BELFAST- Police in Northern Ireland charged seven men on Thursday with the murder of a Catholic community worker which has stirred up sectarian tensions in the British-controlled province.
Kevin McDaid, a father of four, was beaten to death last weekend in Coleraine, about 55 miles from Belfast. His wife, a Protestant, was badly beaten trying to stop the attack.
The seven, along with one other man, were also charged with the attempted murder of Damien Fleming, police said. They range in age from 18 to 50. Another man was charged with affray.
Two other men were arrested later on Thursday, bringing the total number of people detained in connection with the attack to 14. Two men have been released without charge and one was released on bail, pending further enquiries.

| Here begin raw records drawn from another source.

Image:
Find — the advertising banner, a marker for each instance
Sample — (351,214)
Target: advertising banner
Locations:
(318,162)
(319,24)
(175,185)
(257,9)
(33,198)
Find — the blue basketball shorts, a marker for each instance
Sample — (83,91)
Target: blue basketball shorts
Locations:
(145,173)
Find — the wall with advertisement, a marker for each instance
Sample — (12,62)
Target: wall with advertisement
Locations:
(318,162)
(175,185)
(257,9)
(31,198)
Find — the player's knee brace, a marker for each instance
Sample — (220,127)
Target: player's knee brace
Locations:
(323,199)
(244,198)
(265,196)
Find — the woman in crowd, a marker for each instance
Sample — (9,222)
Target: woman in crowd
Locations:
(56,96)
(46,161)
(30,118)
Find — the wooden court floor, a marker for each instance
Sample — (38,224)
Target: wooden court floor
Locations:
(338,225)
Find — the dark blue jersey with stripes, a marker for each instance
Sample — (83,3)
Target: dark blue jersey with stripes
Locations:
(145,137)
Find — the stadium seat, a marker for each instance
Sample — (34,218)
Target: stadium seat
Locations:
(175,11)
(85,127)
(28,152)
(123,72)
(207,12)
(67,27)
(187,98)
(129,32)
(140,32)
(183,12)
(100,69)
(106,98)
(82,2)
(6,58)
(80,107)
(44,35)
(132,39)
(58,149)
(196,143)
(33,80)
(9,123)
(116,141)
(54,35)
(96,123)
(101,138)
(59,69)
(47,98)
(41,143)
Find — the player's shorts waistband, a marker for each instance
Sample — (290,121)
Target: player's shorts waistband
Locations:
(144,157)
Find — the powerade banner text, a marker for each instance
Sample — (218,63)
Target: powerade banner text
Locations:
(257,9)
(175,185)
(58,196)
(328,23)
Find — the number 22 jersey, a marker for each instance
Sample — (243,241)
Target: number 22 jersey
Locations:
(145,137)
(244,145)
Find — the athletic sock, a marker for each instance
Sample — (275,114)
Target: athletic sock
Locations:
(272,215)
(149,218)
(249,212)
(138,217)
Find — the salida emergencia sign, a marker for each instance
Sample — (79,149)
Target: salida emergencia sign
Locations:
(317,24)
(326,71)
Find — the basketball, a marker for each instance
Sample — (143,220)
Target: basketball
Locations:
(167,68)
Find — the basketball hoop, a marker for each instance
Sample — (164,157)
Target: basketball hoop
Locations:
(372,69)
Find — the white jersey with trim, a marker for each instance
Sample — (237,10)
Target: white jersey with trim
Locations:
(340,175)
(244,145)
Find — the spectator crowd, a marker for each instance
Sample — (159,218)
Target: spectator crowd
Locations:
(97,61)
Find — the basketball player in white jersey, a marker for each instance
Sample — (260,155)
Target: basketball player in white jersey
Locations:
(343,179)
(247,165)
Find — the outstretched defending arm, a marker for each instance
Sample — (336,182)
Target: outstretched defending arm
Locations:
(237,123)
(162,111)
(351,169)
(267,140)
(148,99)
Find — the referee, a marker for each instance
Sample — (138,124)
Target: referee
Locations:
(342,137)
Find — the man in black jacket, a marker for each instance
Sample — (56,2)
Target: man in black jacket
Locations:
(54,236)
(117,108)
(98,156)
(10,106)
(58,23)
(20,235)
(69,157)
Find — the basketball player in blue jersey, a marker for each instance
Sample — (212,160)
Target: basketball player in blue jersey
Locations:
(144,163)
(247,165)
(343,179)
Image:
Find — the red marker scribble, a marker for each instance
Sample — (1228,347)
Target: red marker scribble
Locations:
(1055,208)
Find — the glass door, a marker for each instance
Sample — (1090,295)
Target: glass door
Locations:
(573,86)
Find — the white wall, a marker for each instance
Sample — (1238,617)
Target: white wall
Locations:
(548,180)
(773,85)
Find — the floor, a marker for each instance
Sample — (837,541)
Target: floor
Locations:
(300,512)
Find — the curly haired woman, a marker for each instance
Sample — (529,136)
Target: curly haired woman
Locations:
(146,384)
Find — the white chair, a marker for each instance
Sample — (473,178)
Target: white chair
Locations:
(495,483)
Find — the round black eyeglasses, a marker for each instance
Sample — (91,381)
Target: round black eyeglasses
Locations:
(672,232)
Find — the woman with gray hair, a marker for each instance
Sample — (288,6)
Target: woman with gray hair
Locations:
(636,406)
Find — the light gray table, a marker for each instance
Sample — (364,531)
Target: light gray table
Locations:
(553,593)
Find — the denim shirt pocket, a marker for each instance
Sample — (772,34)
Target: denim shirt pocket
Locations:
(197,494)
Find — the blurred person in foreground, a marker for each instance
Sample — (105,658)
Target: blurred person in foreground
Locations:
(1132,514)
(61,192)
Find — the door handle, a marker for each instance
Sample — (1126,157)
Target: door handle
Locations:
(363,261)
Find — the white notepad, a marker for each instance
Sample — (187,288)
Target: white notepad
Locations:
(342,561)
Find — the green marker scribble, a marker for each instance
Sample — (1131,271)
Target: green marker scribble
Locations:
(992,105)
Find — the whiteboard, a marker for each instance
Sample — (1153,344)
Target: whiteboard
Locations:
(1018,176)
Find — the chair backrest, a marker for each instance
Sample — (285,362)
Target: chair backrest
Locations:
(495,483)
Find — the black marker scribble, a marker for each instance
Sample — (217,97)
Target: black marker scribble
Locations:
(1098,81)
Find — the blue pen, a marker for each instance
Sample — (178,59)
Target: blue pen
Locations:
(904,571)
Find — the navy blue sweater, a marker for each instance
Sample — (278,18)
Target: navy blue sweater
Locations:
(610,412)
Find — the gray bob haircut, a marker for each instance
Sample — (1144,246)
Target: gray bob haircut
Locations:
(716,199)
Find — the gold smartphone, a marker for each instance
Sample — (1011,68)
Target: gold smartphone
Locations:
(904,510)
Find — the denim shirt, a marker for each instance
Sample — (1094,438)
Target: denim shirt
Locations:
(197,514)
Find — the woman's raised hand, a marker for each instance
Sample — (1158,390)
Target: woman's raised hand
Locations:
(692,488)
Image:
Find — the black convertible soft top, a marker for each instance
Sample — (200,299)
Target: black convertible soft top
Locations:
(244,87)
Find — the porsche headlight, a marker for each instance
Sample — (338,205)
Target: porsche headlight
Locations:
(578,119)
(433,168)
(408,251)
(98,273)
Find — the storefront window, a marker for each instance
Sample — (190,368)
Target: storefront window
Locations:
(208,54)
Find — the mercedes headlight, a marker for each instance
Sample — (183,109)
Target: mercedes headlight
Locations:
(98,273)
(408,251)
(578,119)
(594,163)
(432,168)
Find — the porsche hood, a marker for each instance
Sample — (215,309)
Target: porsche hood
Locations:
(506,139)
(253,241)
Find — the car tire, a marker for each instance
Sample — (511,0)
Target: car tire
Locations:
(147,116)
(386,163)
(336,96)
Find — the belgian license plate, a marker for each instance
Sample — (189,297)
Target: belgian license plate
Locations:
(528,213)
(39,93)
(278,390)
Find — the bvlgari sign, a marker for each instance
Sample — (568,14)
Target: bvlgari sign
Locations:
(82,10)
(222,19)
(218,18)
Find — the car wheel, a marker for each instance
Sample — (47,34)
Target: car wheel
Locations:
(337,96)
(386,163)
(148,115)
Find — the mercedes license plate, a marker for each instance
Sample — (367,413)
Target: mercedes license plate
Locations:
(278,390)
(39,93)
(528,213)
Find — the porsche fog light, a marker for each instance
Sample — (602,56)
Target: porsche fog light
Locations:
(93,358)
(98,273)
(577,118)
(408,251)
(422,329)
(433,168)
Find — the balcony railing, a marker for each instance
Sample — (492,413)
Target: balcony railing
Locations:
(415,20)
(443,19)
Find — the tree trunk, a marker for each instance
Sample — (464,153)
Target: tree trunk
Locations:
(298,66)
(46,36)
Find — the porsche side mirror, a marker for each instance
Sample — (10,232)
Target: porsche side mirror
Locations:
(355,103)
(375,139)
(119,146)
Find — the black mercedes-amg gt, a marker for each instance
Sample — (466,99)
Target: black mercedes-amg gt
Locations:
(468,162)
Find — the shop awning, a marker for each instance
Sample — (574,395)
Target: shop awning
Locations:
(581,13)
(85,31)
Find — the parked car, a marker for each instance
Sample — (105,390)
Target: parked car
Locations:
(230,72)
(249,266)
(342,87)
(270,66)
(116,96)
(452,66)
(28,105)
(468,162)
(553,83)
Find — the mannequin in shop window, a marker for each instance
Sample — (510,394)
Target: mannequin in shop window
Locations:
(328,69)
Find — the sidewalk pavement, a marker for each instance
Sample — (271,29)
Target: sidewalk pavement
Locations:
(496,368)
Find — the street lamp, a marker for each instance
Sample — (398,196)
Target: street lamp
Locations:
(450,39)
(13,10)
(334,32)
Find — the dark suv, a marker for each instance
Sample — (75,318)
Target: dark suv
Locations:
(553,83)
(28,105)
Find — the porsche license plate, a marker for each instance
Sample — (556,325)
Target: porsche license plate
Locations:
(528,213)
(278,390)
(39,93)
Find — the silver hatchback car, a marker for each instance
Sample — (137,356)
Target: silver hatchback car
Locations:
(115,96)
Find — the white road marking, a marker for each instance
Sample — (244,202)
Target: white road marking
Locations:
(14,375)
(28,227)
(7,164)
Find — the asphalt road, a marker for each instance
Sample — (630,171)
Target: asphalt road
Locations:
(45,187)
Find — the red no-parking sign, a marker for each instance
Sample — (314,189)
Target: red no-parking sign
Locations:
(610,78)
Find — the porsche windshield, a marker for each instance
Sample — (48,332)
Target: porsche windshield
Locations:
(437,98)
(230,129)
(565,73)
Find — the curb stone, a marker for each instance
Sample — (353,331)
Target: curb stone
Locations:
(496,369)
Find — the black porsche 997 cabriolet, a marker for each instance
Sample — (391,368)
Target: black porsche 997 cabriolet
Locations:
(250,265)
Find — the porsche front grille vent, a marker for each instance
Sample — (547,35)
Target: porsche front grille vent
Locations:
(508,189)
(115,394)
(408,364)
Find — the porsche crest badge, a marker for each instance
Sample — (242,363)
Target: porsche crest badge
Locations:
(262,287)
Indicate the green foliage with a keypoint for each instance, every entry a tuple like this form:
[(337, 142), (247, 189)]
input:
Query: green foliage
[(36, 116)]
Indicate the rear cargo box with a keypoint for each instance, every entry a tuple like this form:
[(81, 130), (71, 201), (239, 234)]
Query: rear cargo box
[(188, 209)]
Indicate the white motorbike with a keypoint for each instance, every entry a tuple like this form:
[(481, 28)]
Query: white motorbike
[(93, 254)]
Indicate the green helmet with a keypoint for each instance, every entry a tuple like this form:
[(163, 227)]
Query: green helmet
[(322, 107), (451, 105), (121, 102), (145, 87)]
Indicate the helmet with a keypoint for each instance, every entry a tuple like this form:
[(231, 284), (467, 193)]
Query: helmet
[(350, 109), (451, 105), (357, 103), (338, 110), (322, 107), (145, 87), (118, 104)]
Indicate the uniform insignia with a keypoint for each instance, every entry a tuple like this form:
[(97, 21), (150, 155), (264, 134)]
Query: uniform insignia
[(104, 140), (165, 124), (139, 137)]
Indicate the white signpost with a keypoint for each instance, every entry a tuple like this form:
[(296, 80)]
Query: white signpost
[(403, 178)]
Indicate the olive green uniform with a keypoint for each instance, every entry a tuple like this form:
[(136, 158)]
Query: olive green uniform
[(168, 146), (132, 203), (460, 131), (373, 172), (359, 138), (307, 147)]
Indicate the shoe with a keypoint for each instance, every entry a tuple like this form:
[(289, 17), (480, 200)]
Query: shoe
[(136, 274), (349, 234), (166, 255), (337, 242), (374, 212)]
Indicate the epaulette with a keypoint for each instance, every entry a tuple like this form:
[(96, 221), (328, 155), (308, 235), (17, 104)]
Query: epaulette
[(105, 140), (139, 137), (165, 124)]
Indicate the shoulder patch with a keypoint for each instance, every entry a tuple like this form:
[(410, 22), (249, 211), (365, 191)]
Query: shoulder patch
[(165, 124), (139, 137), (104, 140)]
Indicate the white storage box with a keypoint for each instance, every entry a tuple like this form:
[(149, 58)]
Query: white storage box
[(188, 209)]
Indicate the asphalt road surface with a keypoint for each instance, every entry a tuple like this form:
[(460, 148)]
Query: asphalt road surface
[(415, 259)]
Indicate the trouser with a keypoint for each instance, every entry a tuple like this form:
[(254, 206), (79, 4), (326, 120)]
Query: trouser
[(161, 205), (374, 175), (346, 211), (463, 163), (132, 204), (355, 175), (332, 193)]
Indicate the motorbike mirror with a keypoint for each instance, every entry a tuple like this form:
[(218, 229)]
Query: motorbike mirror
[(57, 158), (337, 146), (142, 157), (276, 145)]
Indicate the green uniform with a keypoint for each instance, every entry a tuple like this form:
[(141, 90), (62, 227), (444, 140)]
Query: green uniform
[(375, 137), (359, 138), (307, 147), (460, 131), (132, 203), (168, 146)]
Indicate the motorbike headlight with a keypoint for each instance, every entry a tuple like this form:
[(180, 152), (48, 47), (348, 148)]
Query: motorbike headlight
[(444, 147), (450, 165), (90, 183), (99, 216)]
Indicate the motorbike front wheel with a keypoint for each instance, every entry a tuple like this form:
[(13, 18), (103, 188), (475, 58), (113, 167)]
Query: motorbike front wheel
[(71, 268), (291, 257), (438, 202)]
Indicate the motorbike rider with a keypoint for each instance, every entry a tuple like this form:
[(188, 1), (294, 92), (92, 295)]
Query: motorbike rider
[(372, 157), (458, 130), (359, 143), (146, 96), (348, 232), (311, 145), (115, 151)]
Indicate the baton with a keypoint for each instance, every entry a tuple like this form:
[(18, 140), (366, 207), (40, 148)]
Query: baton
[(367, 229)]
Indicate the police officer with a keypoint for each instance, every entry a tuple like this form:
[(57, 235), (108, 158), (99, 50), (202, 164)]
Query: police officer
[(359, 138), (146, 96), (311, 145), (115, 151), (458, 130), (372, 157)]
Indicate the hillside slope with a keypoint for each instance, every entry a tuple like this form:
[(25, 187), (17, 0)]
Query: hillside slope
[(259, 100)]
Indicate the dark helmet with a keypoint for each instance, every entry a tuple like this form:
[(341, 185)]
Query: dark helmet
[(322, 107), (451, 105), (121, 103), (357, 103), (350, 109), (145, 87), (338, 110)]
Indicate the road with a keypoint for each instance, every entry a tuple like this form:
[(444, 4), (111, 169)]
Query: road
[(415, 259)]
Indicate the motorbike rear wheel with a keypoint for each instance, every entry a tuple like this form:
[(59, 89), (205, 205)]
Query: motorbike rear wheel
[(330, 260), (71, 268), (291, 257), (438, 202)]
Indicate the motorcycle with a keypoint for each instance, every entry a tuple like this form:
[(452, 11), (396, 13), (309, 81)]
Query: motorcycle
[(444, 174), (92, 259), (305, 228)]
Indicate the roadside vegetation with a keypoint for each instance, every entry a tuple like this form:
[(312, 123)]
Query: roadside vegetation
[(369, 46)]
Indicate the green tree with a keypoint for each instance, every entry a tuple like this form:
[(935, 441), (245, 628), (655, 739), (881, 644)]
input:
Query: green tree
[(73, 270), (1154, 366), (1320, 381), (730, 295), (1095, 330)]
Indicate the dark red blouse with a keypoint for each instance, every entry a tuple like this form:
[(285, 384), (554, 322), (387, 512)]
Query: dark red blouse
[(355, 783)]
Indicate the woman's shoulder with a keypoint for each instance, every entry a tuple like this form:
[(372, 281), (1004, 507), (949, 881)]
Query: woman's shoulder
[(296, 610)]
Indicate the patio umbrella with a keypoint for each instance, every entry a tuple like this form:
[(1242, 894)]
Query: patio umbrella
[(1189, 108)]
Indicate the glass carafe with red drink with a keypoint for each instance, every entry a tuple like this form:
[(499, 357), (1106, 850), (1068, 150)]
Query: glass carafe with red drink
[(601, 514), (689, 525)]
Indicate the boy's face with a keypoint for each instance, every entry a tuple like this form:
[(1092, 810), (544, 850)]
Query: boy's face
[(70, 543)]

Despite a 1998 peace deal that ended the Irish Republican Army's (IRA) military campaign against British rule in Northern Ireland, violence and intimidation remain a pervasive problem.
Northern Ireland's Deputy First Minister Martin McGuinness warned in a Reuters interview on Wednesday of rabid sectarianism between the pro-Irish Catholic community and their pro-British Protestant neighbors.
McDaid was murdered as Northern Ireland's divisive marching season gets under way.
Protestants hold a series of marches during the summer months, peaking on July 12 when they celebrate a centuries-old military victory over Catholics. The marches are often a trigger for rioting and fights.
A Protestant group has voluntarily agreed to re-route a march on Friday away from the scene of McDaid's murder, the Parades Commission said.
The Pride of the Bann Parade will comprise 2,000 marchers and 40 bands.